Ada banyak contoh yang lain. Dari politisi yang suka membagikan bingkisan, ikut menanam padi di tengah guyuran hujan, hingga ada yang ikut langsung mengatur lalu-lintas.
Ada penyebutan yang kerap disematkan oleh media massa dan publik untuk aksi-aksi para politisi: merakyat. Dalam politik, merakyat sebetulnya lebih dekat ke populis. Dalam dialihbahasakan ke bahasa Inggris, maka merakyat diterjemahkan “populist”.
Masalahnya, aksi para politisi lebih ke gesture, hanya sebatas gerakan tubuh. Tidak disertai dengan sikap dan kebijakan politik. Jadinya, itu lebih menyerupai “gimmick” ketimbang sebagai aksi politik: sikap, program, dan kebijakan.
Yang kerap terjadi, gimiknya merakyat, tetapi kebijakan politiknya justru memihak kepentingan bisnis besar.

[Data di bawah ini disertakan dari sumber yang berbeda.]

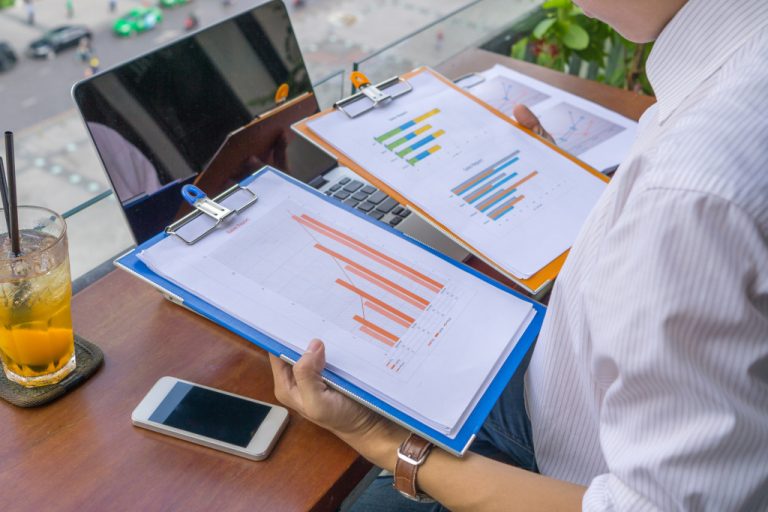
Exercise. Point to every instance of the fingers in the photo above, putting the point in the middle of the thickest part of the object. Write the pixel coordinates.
(300, 387)
(285, 384)
(529, 120)
(307, 373)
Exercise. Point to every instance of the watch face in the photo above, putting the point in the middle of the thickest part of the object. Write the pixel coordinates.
(410, 455)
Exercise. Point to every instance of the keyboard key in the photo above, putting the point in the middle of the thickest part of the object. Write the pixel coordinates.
(377, 197)
(387, 205)
(366, 206)
(341, 194)
(317, 182)
(353, 186)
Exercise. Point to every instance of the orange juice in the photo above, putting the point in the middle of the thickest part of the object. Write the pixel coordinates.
(36, 340)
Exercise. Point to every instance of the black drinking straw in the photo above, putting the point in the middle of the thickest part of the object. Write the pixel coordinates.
(4, 194)
(12, 205)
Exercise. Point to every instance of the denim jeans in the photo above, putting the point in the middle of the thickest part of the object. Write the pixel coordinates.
(505, 436)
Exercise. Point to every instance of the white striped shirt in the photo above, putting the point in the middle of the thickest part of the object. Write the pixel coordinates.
(649, 382)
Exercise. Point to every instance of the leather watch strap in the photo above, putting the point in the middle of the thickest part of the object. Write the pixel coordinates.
(410, 456)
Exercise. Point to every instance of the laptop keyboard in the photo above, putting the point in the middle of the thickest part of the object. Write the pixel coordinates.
(366, 198)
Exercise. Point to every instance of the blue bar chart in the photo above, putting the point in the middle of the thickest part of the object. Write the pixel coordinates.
(417, 134)
(494, 191)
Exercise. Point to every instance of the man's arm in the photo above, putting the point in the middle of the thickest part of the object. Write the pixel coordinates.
(473, 483)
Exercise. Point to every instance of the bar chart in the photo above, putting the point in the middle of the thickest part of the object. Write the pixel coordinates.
(413, 140)
(392, 304)
(495, 191)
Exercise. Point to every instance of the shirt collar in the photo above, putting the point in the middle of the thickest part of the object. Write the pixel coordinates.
(696, 43)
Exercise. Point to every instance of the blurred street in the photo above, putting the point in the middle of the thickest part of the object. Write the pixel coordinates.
(56, 163)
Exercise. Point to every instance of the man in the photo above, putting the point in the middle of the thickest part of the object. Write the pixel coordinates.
(648, 387)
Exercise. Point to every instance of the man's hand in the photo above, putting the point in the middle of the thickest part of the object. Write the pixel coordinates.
(301, 388)
(528, 119)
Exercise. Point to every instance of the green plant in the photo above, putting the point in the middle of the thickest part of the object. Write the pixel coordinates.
(569, 41)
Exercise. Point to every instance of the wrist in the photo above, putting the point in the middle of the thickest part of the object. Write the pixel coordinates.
(379, 444)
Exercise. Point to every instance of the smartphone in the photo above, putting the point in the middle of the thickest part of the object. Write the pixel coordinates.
(210, 417)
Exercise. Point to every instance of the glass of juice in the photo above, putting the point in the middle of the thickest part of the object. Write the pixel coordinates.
(36, 342)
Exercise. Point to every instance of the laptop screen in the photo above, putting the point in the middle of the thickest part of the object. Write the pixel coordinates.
(207, 109)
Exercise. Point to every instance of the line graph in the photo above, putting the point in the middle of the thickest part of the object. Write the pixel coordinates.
(504, 93)
(576, 130)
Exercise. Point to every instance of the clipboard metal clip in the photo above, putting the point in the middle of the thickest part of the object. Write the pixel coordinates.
(371, 96)
(211, 208)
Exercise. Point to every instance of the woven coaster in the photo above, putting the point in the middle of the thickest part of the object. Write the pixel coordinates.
(89, 357)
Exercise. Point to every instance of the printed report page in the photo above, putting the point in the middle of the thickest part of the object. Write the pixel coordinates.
(508, 195)
(397, 320)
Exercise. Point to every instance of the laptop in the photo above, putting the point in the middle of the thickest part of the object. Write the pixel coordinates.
(210, 109)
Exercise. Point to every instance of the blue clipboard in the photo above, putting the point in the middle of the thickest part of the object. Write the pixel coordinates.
(456, 445)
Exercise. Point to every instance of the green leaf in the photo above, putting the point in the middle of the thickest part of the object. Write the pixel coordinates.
(557, 4)
(543, 27)
(519, 49)
(575, 37)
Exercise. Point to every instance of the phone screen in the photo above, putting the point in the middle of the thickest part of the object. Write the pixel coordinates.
(210, 414)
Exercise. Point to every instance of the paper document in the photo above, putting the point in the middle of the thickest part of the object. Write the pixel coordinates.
(512, 198)
(418, 332)
(596, 135)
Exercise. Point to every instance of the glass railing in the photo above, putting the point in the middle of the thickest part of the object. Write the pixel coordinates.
(330, 89)
(97, 228)
(468, 27)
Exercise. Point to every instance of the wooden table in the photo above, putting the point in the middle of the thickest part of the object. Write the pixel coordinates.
(82, 453)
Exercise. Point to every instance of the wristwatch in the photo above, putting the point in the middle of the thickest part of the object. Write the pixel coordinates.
(411, 454)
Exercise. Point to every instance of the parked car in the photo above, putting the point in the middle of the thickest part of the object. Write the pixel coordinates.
(58, 39)
(7, 56)
(168, 4)
(138, 19)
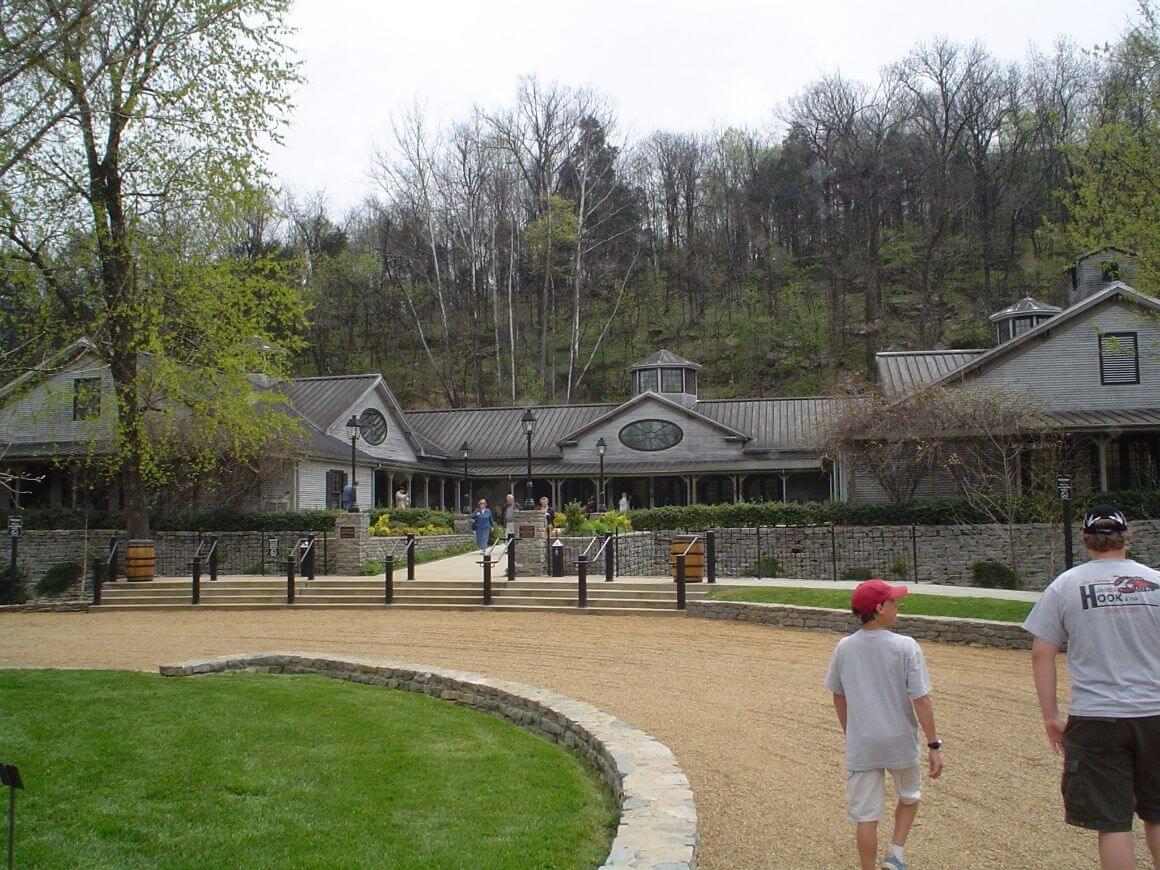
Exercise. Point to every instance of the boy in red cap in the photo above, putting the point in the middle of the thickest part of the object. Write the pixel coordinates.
(882, 695)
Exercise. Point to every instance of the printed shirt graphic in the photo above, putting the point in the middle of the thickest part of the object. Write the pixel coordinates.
(881, 674)
(1108, 613)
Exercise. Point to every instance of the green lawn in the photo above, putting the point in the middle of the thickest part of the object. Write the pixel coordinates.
(916, 604)
(136, 770)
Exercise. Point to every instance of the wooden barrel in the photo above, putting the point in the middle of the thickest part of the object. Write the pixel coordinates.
(694, 559)
(140, 557)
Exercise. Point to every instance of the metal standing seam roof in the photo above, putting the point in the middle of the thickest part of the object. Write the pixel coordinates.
(664, 357)
(1027, 305)
(901, 372)
(777, 423)
(497, 433)
(323, 399)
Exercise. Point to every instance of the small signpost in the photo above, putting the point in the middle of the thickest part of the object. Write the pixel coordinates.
(9, 776)
(15, 529)
(1064, 483)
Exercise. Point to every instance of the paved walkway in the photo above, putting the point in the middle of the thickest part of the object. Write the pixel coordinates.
(466, 567)
(741, 707)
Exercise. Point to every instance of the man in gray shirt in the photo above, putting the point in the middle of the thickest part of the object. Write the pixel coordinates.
(882, 694)
(1108, 613)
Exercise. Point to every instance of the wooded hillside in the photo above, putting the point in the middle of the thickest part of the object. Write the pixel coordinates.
(531, 252)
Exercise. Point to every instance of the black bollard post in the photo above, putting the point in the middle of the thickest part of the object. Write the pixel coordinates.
(711, 557)
(512, 557)
(195, 589)
(558, 558)
(98, 577)
(290, 566)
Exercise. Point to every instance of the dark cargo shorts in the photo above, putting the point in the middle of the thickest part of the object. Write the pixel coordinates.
(1111, 769)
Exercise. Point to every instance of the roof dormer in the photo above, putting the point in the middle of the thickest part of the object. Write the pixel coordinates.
(668, 375)
(1023, 316)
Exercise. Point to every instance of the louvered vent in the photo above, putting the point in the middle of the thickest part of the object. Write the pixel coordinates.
(1119, 361)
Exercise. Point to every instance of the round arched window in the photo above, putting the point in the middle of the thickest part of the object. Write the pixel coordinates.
(651, 435)
(372, 427)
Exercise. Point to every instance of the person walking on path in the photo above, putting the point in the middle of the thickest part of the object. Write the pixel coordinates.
(350, 495)
(509, 508)
(481, 523)
(882, 695)
(1108, 613)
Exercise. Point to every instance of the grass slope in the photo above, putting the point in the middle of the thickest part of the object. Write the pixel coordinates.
(913, 604)
(136, 770)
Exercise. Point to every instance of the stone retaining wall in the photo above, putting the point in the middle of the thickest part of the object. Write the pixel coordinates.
(658, 823)
(971, 632)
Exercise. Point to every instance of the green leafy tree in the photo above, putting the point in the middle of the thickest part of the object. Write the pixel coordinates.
(166, 104)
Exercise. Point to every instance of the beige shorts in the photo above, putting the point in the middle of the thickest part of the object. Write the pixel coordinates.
(865, 791)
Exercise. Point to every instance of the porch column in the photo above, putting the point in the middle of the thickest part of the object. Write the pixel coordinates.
(1101, 444)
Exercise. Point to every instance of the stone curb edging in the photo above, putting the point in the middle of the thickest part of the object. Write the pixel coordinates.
(658, 825)
(943, 629)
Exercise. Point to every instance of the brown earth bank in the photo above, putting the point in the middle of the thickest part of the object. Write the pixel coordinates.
(742, 708)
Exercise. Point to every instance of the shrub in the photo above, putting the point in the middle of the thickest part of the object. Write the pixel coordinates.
(60, 578)
(993, 575)
(6, 592)
(765, 566)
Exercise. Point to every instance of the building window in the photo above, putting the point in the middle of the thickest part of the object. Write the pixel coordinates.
(651, 435)
(671, 381)
(334, 483)
(87, 399)
(1119, 360)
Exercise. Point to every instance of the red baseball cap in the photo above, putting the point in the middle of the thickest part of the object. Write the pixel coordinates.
(870, 593)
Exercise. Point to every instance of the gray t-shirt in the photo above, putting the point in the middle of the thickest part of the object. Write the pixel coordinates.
(1108, 613)
(881, 674)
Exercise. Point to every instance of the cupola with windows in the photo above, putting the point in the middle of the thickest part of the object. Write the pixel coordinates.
(1016, 319)
(667, 375)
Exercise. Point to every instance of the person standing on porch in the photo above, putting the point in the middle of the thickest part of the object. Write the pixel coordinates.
(509, 509)
(481, 523)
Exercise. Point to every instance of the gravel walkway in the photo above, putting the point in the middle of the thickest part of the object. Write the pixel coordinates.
(741, 707)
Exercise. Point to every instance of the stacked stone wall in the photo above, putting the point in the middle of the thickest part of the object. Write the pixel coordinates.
(658, 825)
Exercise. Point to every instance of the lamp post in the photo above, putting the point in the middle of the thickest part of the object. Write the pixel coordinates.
(529, 427)
(353, 429)
(601, 447)
(465, 451)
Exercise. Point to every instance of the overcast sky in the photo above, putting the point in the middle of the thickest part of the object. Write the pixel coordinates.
(673, 65)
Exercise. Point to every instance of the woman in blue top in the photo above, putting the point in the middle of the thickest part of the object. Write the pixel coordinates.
(481, 522)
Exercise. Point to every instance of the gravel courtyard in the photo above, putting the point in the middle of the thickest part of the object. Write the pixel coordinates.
(741, 707)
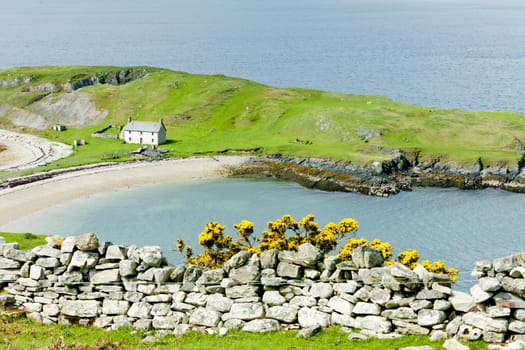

Rajin mengunjungi petani, tetapi kebijakannya meliberalisasi impor pangan.
Dalam sejarah politik Indonesia, ada istilah politik untuk menautkan ekspresi, keberpihakan dan kebijakan politik yang mengutamakan rakyat banyak, yaitu kerakyatan.
Istilah kerakyatan bisa kita rujuk pada pemikiran dua tokoh besar dalam perjuangan kemerdekaan, yaitu Mohammad Hatta dan Sutan Sjahrir. Keduanya bahkan menjadikan politik kerakyatan itu sebagai azas dari organisasi politik yang mereka dirikan: Pendidikan Nasional Indonesia (PNI)–sering disebut PNI baru.
Pada risalah berjudul “Ke Arah Indonesia Merdeka”, yang ditulis pada 1932, Hatta mencoba mengurai esensi politik kerakyatan itu. Kerakyatan itu esensinya kedaulatan rakyat. Bahwa kedaulatan tertinggi berada di tangan rakyat. Bahwa segala hukum maupun kebijakan haruslah sesuai dengan nilai keadilan, kebenaran, dan kehendak rakyat.
Penjelasan Sjahrir memiliki ruh yang sama. Kerakyatan merupakan sebuah azas politik yang memperjuangkan kehidupan yang menjunjung tinggi kesetaraan derajat manusia.
Kerakyatan jelas bertentangan dengan teokrasi, autokrasi, monarki/feodalisme, fasisme, dan oligarki. Bahkan prinsip kerakyatan berbeda jalan dengan demokrasi liberal yang mereduksi partisipasi dan kehendak rakyat sekadar sebagai metode memilih pemimpin politik dan mengorganisasikan pemerintahan.
Hatta merinci tiga prinsip kerakyatan. Pertama, cita-cita rapat, bahwa setiap keputusan atau kebijakan politik harus melalui proses rapat atau musyawarah-mufakat. Kedua, massa-protes, yaitu jaminan kemerdekaan berekspresi dan menyatakan pendapat. Ketiga, tolong-menolong atau kolektivisme, yang mengedepankan pemilikan sosial, kerjasama, solidaritas, dan kemakmuran bersama.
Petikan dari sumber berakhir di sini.